Ist Vertrauen aufgebaut, dann können Sie nach einem konkreten Auftrag fragen und auch, was Sie tun müssen, um diesen zu erhalten. Der Preis sollte dabei wie ein normales Leistungsmerkmal behandelt werden. Deshalb ist es so entscheidend, das Alleinstellungsmerkmal gut heraus zu arbeiten und die Leistung auf den Kunden bezogen anzubieten.
Mit der Leistungserbringung erfolgt ein Test, in wie weit Kunde und Verkäufer tatsächlich zu einander passen und ob die gegenseitigen Erwartungen erfüllt werden. Regelmäßige Kommunikation und das Einholen von Feedback hilft, Missverständnisse und falsche Vorstellungen frühzeitig zu erkennen. Als Verkäufer müssen Sie für sich klären, ob Sie sich diesen Kunden auch dauerhaft leisten können.

Ehe

Eine erfolgreiche Geschäftsbeziehung ist die beste Basis für weitere Aufträge, nicht nur von diesem Kunden sondern durch seine Empfehlungen auch von weiteren. Solange ein Kunde zufrieden mit den Leistungen – dazu gehört auch der Preis – ist, sich von seinem Lieferanten verstanden weiß und den Eindruck hat, „in guten Händen“ zu sein, wird er sich nicht nach einem anderen Partner umschauen. Der Suchprozess kostet auch ihm jede Menge Zeit und Aufwand. Dafür ist er durchaus bereit, nicht den niedrigsten Preis zu bezahlen.

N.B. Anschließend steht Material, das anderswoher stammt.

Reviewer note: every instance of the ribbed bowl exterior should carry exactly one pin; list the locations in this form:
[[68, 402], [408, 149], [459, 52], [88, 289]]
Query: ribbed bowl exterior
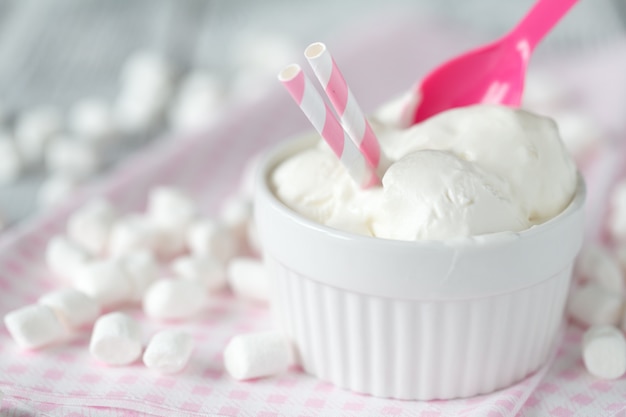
[[418, 350]]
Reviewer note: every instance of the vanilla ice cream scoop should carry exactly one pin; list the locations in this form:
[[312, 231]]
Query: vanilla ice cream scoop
[[465, 172], [434, 195]]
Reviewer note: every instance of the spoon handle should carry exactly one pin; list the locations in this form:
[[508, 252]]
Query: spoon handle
[[539, 20]]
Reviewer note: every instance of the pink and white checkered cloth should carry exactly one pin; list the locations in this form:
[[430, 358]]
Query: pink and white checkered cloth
[[66, 381]]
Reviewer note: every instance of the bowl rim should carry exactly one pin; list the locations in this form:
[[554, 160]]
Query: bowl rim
[[562, 235]]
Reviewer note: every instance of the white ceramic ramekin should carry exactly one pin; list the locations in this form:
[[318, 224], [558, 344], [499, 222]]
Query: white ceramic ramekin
[[416, 320]]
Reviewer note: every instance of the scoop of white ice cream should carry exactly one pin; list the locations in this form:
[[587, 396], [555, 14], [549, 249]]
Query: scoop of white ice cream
[[522, 148], [465, 172], [434, 195], [317, 186]]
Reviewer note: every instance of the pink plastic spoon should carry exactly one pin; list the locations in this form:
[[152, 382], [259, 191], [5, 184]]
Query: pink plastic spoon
[[493, 73]]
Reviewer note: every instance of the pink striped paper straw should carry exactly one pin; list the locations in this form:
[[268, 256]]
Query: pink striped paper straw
[[319, 114], [344, 103]]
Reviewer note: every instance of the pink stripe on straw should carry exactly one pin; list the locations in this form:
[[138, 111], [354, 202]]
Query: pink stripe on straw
[[321, 117], [352, 118]]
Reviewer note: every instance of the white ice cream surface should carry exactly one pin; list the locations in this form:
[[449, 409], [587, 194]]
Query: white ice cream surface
[[465, 172]]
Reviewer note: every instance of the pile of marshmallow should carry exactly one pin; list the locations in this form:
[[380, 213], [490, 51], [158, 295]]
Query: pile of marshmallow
[[74, 148], [171, 260], [598, 301], [154, 97]]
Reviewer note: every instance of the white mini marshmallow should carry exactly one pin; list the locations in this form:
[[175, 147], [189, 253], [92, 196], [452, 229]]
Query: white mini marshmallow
[[33, 131], [169, 242], [592, 304], [146, 87], [68, 156], [168, 351], [174, 299], [142, 270], [57, 188], [604, 352], [34, 326], [131, 233], [208, 237], [134, 114], [207, 271], [91, 119], [10, 160], [617, 218], [116, 339], [65, 258], [73, 308], [90, 226], [170, 207], [197, 101], [598, 264], [106, 281], [248, 278], [257, 355]]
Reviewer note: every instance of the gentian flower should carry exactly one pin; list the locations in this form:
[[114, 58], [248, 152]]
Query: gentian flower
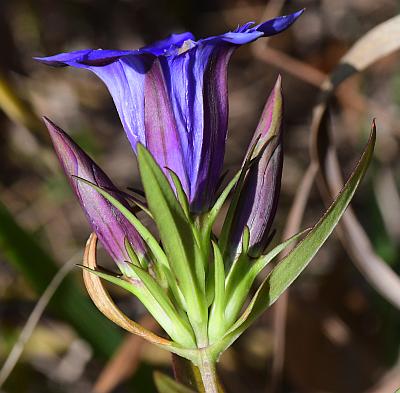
[[111, 227], [172, 97], [259, 198], [172, 101]]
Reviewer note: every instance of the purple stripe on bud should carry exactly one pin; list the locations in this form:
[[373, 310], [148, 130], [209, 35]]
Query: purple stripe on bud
[[106, 221], [185, 100], [259, 199]]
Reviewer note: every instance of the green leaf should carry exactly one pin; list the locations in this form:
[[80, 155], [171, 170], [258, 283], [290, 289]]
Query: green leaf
[[242, 275], [166, 384], [182, 330], [23, 251], [217, 320], [144, 295], [295, 262], [131, 253], [177, 237]]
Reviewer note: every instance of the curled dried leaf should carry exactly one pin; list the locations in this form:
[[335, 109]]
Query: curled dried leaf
[[105, 304]]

Der Verkäufer muss allerdings ständig an seinen Leistungen und an seinem Kundenverständnis arbeiten. Wie in einer Ehe verändern sich die Partner, die Rahmenbedingungen, Vorstellungen und Ziele. Doch Akzeptanz, Wertschätzung und permanente Kommunikation helfen, Probleme und Krisen zu überwinden. Und das gilt bei Partnerschaften, Kundenbeziehungen, Teamarbeiten genauso wie in Ehe und Familie.